少年刚刚说完,他正在细心擦拭的双手,就被一双和他截然不同的,细长又略带冰冷的小手握住了,
那双小手上的凉意很深,让一之濑冬吾不禁低头看去,发现那双小手虽然手指纤细好看,让他陡然想起了昨天刚学过的俳句【水鸟嘴,沾有梅瓣白】,却苍白透明到可以窥见底下细细的青筋的脉络,
他向来大大咧咧的心底,后知后觉的产生了一丝怜惜之意,
【原来这个女孩子的身体这么不好啊……她的手好冰,我刚刚真是不应该把她惹哭的……
那就,马上带她去看山茶花来弥补吧……】
这样想着的少年,抬起了头,然后,就被那擦干净之后,掩映在雪白狐裘里鼻尖眼角微红的那张小脸,给掳去了全部的心神……

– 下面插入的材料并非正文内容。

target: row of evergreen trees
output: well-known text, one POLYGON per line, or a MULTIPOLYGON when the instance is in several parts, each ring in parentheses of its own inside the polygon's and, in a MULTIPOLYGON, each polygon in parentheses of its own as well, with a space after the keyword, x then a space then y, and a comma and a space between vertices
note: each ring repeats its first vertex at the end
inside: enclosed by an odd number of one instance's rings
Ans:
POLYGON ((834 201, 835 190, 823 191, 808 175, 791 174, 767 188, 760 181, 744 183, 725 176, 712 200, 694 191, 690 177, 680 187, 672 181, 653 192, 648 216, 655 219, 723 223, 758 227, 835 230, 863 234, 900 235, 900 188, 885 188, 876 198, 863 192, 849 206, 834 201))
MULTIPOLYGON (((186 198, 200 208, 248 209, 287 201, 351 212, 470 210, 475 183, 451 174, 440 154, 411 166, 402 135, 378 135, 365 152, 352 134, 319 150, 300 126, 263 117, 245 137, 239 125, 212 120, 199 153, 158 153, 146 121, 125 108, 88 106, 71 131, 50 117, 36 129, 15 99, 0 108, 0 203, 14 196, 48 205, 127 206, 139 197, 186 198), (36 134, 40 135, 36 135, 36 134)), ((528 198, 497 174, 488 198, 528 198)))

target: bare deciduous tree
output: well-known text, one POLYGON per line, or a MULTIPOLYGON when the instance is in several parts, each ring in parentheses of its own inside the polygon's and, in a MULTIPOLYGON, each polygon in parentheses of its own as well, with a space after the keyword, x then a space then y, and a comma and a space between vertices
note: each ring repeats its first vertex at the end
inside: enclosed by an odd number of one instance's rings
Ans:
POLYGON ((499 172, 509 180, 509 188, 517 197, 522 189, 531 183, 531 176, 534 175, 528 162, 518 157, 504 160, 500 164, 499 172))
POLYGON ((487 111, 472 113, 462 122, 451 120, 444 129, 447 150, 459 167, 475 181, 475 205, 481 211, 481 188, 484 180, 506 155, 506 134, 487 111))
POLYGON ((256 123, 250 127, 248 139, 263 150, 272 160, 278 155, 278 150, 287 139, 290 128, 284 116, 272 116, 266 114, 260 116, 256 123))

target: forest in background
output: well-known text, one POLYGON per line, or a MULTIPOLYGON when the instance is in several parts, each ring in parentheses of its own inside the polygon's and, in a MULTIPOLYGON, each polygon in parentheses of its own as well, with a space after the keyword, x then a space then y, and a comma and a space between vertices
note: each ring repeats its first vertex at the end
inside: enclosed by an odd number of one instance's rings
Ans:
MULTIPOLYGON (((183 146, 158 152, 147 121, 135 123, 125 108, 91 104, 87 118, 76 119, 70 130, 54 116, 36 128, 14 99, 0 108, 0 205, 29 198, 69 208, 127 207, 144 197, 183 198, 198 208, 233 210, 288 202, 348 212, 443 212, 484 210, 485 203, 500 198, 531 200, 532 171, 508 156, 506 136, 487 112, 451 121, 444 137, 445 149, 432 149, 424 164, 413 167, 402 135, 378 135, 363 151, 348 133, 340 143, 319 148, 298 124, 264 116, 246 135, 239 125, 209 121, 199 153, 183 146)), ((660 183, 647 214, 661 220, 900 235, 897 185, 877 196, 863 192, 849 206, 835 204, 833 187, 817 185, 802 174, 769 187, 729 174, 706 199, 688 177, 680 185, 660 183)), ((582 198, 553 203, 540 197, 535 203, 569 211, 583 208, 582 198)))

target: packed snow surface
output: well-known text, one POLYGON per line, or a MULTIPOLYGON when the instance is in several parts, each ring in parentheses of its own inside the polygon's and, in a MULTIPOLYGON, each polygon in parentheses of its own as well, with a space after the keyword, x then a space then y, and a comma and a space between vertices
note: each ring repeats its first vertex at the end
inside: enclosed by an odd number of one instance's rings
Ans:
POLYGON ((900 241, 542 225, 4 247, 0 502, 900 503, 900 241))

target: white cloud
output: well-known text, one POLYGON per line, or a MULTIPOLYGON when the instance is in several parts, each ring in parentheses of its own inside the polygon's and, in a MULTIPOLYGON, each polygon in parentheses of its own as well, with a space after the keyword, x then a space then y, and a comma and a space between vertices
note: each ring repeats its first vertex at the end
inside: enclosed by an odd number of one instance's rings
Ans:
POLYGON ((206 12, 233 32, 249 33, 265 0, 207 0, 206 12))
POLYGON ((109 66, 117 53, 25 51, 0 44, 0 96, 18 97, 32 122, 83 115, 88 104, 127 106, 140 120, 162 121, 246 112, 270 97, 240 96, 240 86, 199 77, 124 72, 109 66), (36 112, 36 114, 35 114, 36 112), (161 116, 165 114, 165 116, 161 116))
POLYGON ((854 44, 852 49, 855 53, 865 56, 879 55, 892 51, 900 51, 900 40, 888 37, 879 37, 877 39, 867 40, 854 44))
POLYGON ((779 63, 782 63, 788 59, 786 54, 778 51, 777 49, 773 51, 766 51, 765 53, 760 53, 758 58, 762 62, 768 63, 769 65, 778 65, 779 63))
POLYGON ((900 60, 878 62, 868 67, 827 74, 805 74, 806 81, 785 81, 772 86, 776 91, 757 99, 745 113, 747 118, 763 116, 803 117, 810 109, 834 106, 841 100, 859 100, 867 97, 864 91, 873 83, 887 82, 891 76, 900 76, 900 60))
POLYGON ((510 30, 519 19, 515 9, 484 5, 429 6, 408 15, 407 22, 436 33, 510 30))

一刹那间,洁白的冬日深雪,稀稀落落的花枝,秾艳至极的落椿,这些原本堪称“美丽”的景色,都变成了模糊不清的背景板,
一之濑冬吾视线里,唯一闪着光的,就是那张小脸上绽放出的,欣喜而满足的小小笑容,
那笑容,让他一时间想起了,曾经母亲要他死记硬背下来的,著名俳句诗人松尾芭蕉的名句【雪融艳一点,当归淡紫芽】,
一时间,头脑里又冒出了一句大岛蓼太的感叹【不见方三日,世上满樱花】。